# Unearthing the secret WWII bunker in the New Forest



## evangilder (Jan 24, 2014)

Interesting archeology going on in Britain

Unearthing the secret WWII bunker in the New Forest | Meridian - ITV News


----------



## Shinpachi (Jan 24, 2014)

Very interesting and educational.
Thanks for sharing, Eric!


----------



## Airframes (Jan 24, 2014)

Good find Eric.
In recent years, some of the 'Cold War' bunkers, designed for use by local Government organisations in case of a nuclear strike against the UK, have been opened as tourist attractions. I find it quite amusing to see, in the middle of nowhere, a brown (tourist) road sign announcing 'Secret Nuclear Bunker' - someone missed the point, using the word 'Secret' !!!

Reactions: Like Like:
1 | Like List reactions


----------



## T Bolt (Jan 24, 2014)

Maybe that's where those buried Spitfires got off to.

Reactions: Like Like:
2 | Like List reactions


----------



## Gnomey (Jan 24, 2014)

Interesting stuff! Thanks for sharing Eric.


----------



## Wayne Little (Jan 25, 2014)

Gnomey said:


> Interesting stuff!
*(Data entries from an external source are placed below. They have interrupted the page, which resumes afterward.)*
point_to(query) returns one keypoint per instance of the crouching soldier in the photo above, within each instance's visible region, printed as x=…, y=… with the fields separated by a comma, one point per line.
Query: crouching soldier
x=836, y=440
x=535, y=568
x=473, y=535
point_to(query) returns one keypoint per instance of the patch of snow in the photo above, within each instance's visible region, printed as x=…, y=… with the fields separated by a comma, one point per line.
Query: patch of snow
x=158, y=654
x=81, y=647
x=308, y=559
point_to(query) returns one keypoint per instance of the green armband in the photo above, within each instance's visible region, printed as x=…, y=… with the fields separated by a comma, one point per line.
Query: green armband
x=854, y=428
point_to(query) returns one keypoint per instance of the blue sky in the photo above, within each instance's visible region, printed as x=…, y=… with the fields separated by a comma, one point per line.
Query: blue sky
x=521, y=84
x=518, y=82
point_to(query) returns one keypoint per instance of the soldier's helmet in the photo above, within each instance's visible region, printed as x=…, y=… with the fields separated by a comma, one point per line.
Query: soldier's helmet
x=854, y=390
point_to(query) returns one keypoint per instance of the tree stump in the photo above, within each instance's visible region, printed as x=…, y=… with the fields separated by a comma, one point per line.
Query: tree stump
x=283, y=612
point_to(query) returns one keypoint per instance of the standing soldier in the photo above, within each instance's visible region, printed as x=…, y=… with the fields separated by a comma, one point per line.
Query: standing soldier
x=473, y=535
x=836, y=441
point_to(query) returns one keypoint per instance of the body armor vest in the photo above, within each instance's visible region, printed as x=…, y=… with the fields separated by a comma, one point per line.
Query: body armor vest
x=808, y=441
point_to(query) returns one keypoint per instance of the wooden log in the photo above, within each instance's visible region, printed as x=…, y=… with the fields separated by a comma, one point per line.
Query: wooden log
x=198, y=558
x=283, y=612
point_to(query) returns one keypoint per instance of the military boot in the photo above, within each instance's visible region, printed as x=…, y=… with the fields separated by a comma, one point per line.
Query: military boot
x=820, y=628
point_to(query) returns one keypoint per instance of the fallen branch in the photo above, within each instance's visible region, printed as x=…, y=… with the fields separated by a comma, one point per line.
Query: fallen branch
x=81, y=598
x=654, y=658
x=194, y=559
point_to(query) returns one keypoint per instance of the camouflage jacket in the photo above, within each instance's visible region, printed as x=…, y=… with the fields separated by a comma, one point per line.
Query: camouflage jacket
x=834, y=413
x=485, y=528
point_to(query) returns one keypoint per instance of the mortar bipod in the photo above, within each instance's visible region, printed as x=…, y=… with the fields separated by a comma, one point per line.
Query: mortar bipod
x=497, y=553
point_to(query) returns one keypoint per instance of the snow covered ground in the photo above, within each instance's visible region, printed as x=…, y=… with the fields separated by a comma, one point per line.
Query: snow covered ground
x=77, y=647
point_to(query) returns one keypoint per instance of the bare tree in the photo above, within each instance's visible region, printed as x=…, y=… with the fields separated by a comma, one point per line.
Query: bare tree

Thanks for sharing Eric.



Yep!


----------



## vikingBerserker (Jan 25, 2014)

I love stuff like this.


----------



## evangilder (Jan 25, 2014)

I found it ironic that they said they built it so well, they couldn't tear it down and had to bury it. That is kinda the point of a bunker...


----------



## Nobby57 (Jan 25, 2014)

Ah ha! Love your comments and I can say, having a Cold War bunker under part of my charge - the bloody thing would have been useless as the water table, when high, still floods through the living compartment. We once put a no swimming sign down there in keeping with our warped sense of humour.
Nice OP *evanglider*, I'll be watching this one.


----------